You can only open one file at a time, and requires a few clicks and moving the mouse around.
Now, if we could have a simple command to open the Nextcloud editor, for one or more file?
Having a look at the GNOME Files extension, it wasn’t that complicated.
This script will open a file in the Nextcloud editor, if the file is managed:
#!/bin/sh
SOCKET="$XDG_RUNTIME_DIR/Nextcloud/socket"

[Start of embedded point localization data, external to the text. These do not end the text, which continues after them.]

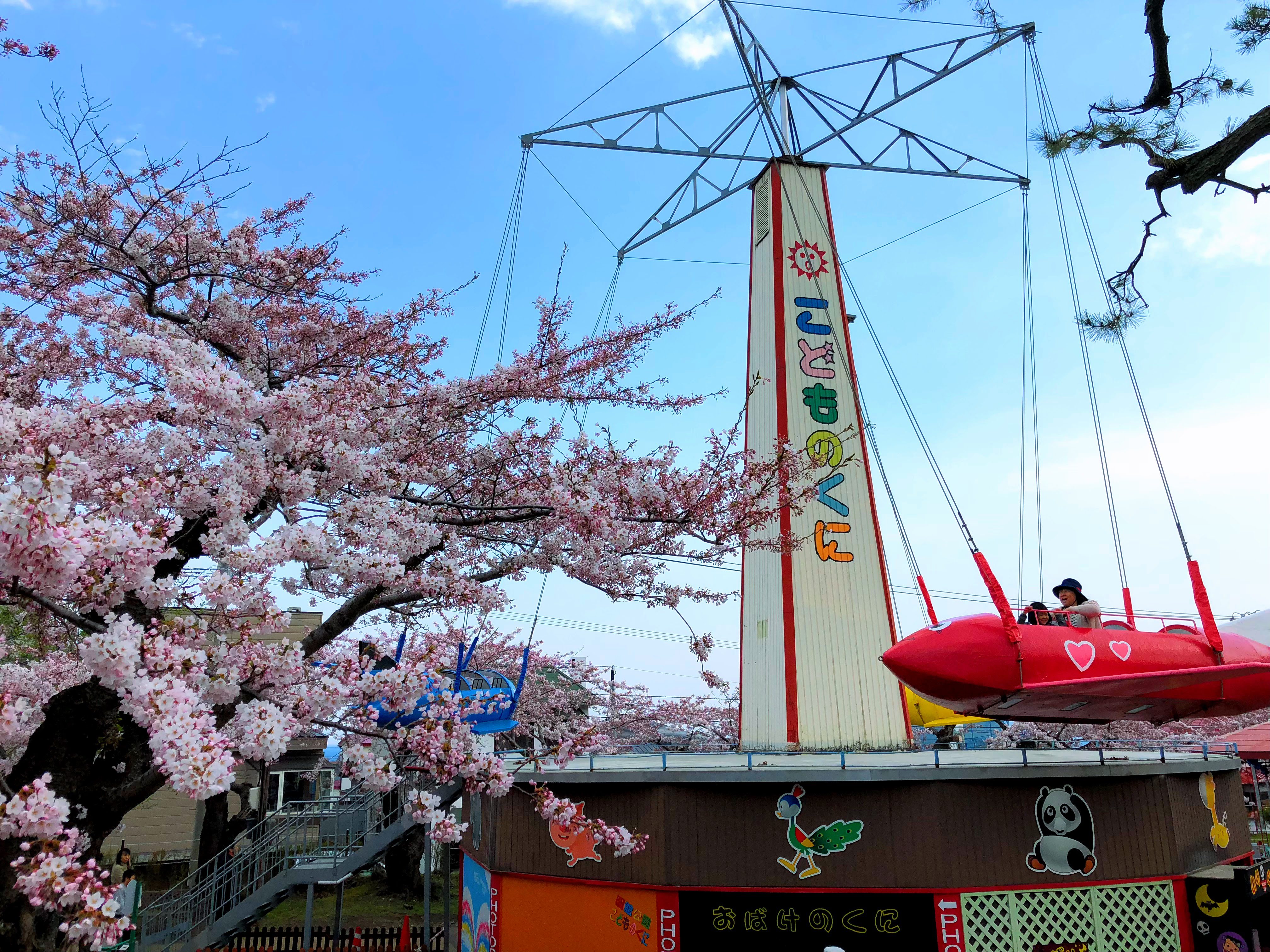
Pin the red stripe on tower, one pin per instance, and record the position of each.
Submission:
(783, 433)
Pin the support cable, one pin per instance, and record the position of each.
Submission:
(606, 310)
(914, 569)
(1201, 593)
(511, 230)
(1050, 124)
(709, 3)
(1124, 349)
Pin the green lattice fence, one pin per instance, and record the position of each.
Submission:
(1132, 918)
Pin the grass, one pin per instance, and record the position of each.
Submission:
(365, 905)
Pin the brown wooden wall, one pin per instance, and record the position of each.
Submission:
(949, 835)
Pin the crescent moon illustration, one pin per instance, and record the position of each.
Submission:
(1208, 907)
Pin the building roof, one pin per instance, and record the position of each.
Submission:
(1254, 742)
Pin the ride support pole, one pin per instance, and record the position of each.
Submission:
(926, 597)
(1128, 609)
(999, 600)
(1206, 610)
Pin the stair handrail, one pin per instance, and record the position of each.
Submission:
(279, 843)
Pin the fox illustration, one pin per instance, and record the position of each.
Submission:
(578, 842)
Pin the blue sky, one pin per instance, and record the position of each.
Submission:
(403, 121)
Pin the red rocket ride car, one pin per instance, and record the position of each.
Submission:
(1088, 676)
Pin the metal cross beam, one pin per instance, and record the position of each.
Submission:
(765, 113)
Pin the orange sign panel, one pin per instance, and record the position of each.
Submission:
(562, 917)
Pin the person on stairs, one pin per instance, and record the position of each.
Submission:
(1084, 612)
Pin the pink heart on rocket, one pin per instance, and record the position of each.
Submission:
(1081, 654)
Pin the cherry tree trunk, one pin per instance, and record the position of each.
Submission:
(100, 760)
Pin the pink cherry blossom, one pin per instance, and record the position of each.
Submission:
(200, 411)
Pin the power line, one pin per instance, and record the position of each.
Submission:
(605, 629)
(685, 261)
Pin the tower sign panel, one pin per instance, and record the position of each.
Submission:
(815, 621)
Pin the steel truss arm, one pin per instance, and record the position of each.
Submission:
(769, 110)
(891, 65)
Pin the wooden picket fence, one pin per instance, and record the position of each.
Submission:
(290, 938)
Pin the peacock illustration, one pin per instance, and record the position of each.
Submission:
(831, 838)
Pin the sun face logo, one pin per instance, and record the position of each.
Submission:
(808, 259)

test -S "$SOCKET" || exit 1
ask() {
echo "$*" | nc -U -q1 "$SOCKET"
}
dirs="$( ask VERSION | sed -n -e '/^REGISTER_PATH:/s///p' )"
for f; do
f="$( realpath "$f" )"
echo "$dirs" |
while read dir; do
if expr "$f" : "$dir/" >/dev/null; then
ask "EDIT:$f" >/dev/null
fi
done
done
The only dependency is netcat(1) — the nc command to talk to a socket.
The command
$ ncedit a.md b.md c.md
will then open three browser windows with the three files, if they’re managed by Nextcloud.
File manager integration
Adding this script as an application for text/markdown files requires a desktop file and a few commands.
If the above script is in /usr/local/bin/ncedit save this as ~/.local/share/applications/ncedit.desktop:
[Desktop Entry]
Type=Application
Name=NC Edit
Exec=/usr/local/bin/ncedit %F
Terminal=false
NoDisplay=true
Icon=Nextcloud
Keywords=text;editor
MimeType=text/markdown
And the run the two commands:
$ update-mime-database ~/.local/share/applications
$ update-desktop-database ~/.local/share/applications
You might have to restart GNOME Files for it to appear.
Now you can select one or more Markdown files in the file manager, and open them with Nextcloud, as if it was a local application.